Süsses Gift – Hilfe als Geschäft

Der Dokumentarfilm "Süsses Gift – Hilfe als Geschäft“ ist eine Revision zu fünfzig Jahren Entwicklungshilfe in Afrika. Während westliche Organisationen glücklich sind, wenn ihre Hilfsprogramme verlängert werden, kommt Regisseur Peter Heller gemeinsam mit afrikanischen Intellektuellen zu einer anderen Einsicht: Hilfe ist ein gefährliches Suchtmittel und schafft Abhängigkeit. Der "afrikanische Patient" wird nur gesund durch eine radikale Entziehungskur.
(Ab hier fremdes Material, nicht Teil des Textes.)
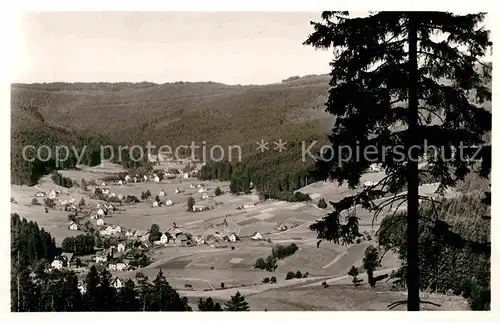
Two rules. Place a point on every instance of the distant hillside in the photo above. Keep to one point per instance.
(176, 113)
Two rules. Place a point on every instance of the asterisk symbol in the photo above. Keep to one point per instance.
(280, 145)
(262, 145)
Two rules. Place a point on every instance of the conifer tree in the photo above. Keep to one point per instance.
(402, 79)
(236, 303)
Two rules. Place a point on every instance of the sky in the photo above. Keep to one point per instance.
(160, 47)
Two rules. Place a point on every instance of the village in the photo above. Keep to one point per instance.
(203, 238)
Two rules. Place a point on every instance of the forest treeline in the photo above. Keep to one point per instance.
(454, 247)
(36, 288)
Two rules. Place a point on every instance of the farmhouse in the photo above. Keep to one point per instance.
(198, 208)
(233, 237)
(181, 240)
(73, 226)
(281, 226)
(107, 231)
(68, 256)
(56, 264)
(117, 283)
(164, 239)
(120, 247)
(100, 258)
(256, 236)
(81, 288)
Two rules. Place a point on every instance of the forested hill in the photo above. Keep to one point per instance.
(179, 112)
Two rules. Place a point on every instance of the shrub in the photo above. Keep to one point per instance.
(322, 203)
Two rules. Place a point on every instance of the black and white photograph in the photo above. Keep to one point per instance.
(259, 161)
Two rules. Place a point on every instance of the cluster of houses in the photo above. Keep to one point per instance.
(52, 194)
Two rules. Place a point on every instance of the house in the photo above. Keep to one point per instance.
(256, 236)
(368, 184)
(52, 194)
(108, 231)
(120, 247)
(73, 226)
(68, 256)
(144, 237)
(198, 208)
(81, 288)
(100, 258)
(233, 237)
(117, 283)
(181, 240)
(164, 239)
(57, 264)
(121, 266)
(198, 240)
(174, 231)
(282, 227)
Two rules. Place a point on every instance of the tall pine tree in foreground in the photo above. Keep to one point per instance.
(402, 79)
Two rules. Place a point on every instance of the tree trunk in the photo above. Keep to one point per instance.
(412, 168)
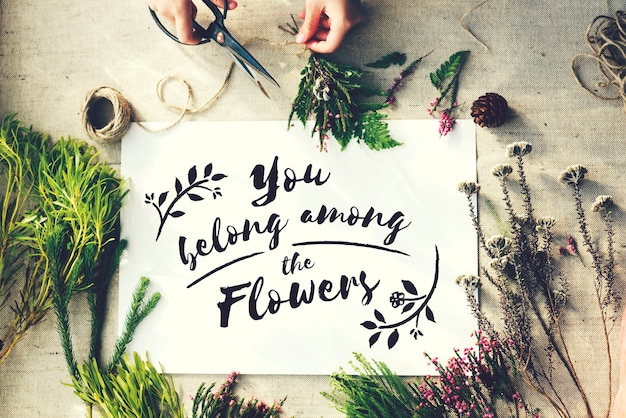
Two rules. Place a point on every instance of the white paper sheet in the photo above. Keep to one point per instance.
(275, 258)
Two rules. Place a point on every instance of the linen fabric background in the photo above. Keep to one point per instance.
(54, 52)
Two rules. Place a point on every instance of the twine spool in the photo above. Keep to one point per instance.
(106, 114)
(606, 36)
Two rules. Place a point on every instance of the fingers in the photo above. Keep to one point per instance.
(220, 3)
(327, 23)
(181, 14)
(311, 21)
(183, 21)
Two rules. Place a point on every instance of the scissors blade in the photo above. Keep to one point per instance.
(220, 35)
(251, 73)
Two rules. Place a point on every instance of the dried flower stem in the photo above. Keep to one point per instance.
(598, 285)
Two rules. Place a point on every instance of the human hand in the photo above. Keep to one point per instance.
(326, 23)
(181, 14)
(619, 404)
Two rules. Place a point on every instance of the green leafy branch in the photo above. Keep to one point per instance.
(331, 94)
(24, 287)
(446, 80)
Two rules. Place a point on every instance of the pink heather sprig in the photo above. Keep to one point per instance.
(446, 122)
(446, 80)
(471, 382)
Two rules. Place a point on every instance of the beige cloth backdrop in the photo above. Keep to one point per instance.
(53, 52)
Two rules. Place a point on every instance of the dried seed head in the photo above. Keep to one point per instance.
(518, 149)
(499, 245)
(500, 263)
(468, 281)
(573, 175)
(502, 170)
(545, 224)
(468, 187)
(603, 202)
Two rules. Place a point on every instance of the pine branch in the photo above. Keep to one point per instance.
(332, 94)
(138, 311)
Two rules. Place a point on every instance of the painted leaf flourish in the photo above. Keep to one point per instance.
(369, 325)
(393, 339)
(409, 287)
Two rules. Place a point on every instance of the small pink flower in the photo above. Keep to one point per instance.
(446, 122)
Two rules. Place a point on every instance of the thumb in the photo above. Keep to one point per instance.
(311, 21)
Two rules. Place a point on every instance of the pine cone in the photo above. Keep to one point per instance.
(489, 110)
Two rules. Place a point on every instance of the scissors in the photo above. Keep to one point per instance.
(217, 32)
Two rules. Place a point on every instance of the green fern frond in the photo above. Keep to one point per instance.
(448, 69)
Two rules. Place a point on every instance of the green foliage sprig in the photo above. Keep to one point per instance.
(134, 388)
(332, 95)
(446, 80)
(24, 286)
(374, 391)
(76, 230)
(474, 383)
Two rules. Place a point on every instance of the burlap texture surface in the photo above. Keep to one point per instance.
(53, 52)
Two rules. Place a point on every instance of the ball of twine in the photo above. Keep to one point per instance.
(606, 36)
(106, 114)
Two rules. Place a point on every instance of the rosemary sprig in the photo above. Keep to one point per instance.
(24, 287)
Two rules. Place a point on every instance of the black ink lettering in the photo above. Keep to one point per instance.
(296, 299)
(325, 287)
(369, 290)
(274, 227)
(229, 300)
(271, 182)
(395, 223)
(295, 264)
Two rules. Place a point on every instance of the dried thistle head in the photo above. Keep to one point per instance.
(499, 246)
(573, 175)
(545, 224)
(468, 281)
(518, 149)
(468, 187)
(500, 263)
(602, 202)
(502, 170)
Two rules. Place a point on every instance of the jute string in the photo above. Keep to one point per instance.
(606, 36)
(122, 112)
(469, 32)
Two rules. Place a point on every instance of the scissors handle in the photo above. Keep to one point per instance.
(205, 38)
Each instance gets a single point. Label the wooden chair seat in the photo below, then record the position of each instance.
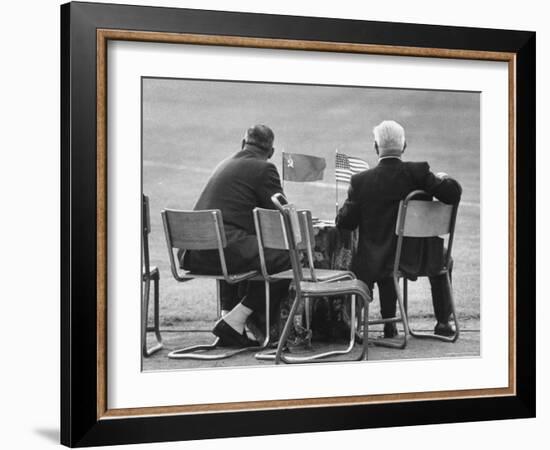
(320, 274)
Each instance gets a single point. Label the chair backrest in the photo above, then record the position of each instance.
(292, 233)
(421, 218)
(270, 229)
(194, 230)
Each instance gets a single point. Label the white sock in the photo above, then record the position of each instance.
(236, 318)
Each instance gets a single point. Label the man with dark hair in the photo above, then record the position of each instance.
(239, 184)
(372, 205)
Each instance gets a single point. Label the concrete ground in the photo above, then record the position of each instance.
(468, 345)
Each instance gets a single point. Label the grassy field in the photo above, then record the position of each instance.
(189, 126)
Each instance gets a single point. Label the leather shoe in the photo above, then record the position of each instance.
(390, 330)
(444, 329)
(229, 337)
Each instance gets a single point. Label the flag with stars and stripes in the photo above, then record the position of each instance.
(346, 166)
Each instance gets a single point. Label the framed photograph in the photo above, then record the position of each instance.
(278, 224)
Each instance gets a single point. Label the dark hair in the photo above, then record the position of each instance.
(260, 136)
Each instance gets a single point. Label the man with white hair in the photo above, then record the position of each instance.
(372, 206)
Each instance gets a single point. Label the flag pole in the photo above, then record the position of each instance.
(335, 162)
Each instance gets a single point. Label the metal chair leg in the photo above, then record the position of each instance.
(452, 338)
(156, 320)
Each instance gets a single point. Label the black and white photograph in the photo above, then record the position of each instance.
(289, 223)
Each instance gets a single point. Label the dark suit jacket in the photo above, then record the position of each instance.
(238, 185)
(373, 204)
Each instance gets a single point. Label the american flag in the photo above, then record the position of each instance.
(346, 166)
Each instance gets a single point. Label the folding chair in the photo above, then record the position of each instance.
(149, 274)
(421, 219)
(202, 230)
(280, 230)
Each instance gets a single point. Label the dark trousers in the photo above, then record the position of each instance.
(441, 297)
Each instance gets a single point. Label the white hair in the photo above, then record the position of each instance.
(389, 135)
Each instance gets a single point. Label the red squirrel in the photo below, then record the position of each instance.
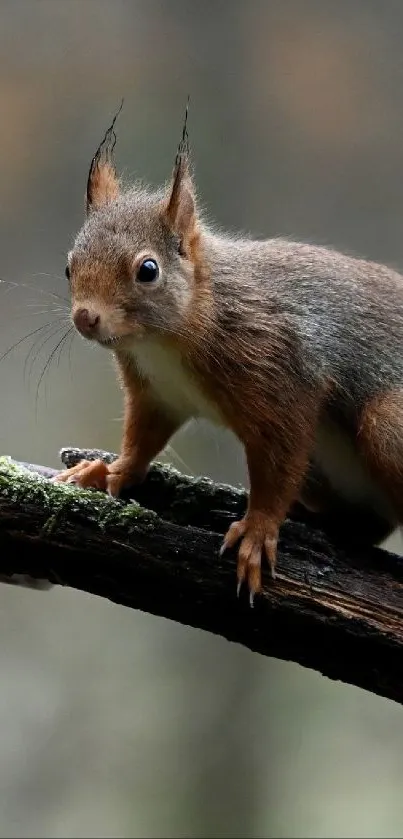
(295, 348)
Webseite: www.suessesgift.wfilm.de

Deutschland / Österreich 2012
Regie: Peter Heller
FSK: ohne Altersbeschränkung
Fassung: teilweise O.m.d.U. 
Länge: 89 Min.
Verleih: W-Film
Kinostart: 8.11.2012

PRESSESTIMMEN:



FILMKRITIK:

Peter Heller hat in seinen Dokumentarfilmen schon viele heiße Eisen angepackt. Hier ist ein weiteres Beispiel. In den 60er Jahren wurden die afrikanischen Länder vom jahrzehntelangen Kolonialismus befreit. Wo stehen sie heute? Wie haben sie sich entwickelt? Mit den westlichen Ländern sind sie nicht vergleichbar. Die gesellschaftlichen Strukturen, die Mentalitäten, das Verhältnis der Stämme untereinander, die klimatischen Bedingungen, das Übergewicht der Landwirtschaft, die Art und Weise, mit der Nahrungsmittelvorsorge umzugehen – alles ist völlig anders.

Hellers Film versucht objektiv vorzugehen. Ausgangspunkt: Die Lage in Ländern wie Mali, Kenia, Uganda, Mauretanien, Kongo usw. ist nicht gut. Die Afrikaner sagen selbst, dass es 50 Jahre nach der Befreiung besser sein müsste. Wo liegen die Gründe?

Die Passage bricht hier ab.